Entre temps, le Sénégal a réussi un exploit en éliminant chez elle le Zaïre, actuel RDC, en match retour comptant pour les Jeux olympiques de 1976. C'était un jour de tabaski en 1975 que nos Lions ont battu les Léopards Kazadi, Ndaye, Lobilo, Ngoie qui étaient les seuls représentants de l'Afrique à la Coupe du monde en Allemagne un an auparavant. Léopold Diop, feu Christophe Sagna, Yamagor Seck et Badou Gaye avaient marqué leurs tirs au but, alors que Amady Diop dit Walo avait arrêté un tir zaïrois. On se rappellera toujours les envolées lyriques de l'un des meilleurs reporters sportifs de tous les temps, Abdoulaye Diaw qui disait : "La qualification du Sénégal est dans les pieds de Oumar Ndiaye Bosquier". Comme s'il l'avait entendu et sentant le poids de la responsabilité qu'il avait, l'arrière central goréen qui vit actuellement à Valence en France, n'a laissé aucune chance au grand gardien Mwamba Kazadi. Ce qui permit au Sénégal d'éliminer le Zaïre.
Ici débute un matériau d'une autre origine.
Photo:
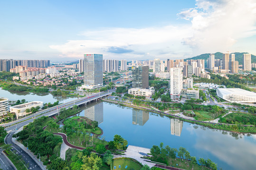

Après les CAN 1990, organisée par l'Algérie qui nous a éliminés en demi-finale, et 1992, organisée par notre pays, éliminé en quart de finale par 1 à 0 par le Cameroun de Joseph Antoine Bell, les frères André Kana et Oman Biyik, Emmanuel Kundé, Tataw, Cyrille Makanaki, Jean-Claude Pagal, le Sénégal s'est arrêté en demi-finale en 1994 face à la Zambie (1 à 0) et en quart de finale (2 à 1) face au Nigeria en 2000.
C'est donc un parcours mi-figue mi-raisin que notre pays a comme bilan depuis son adhésion à la CAF en 1961 et à la FIFA en 1963.
Vous êtes l'espoir de tout un continent après les premières sorties ratées de l'Egypte, du Maroc, de la Tunisie et du Nigeria, qui n'ont encore rien perdu.
C'est tout le Sénégal qui sera dans les gradins du Spartak stadium, à travers le président de la République qui est le premier des supporters et qui a fait le déplacement pour vous encourager, après avoir mis les moyens qu'il faut à votre disposition. Vous avez la chance d'être accompagnés par un chef d'Etat dans une compétition internationale de haut niveau. C'est une chance, mais aussi un sacerdoce et une responsabilité.
Mais que cela ne soit pas un fardeau pour vous. Vous avez l'habitude de la haute compétition en tant que professionnels. Certes c'est la Coupe du monde, mais c'est un match comme tous les autres.
Méditez cette phrase de Pelé, le plus grand footballeur de tous les temps : "Celui qui pense que la victoire ne compte pas, ne gagnera jamais rien."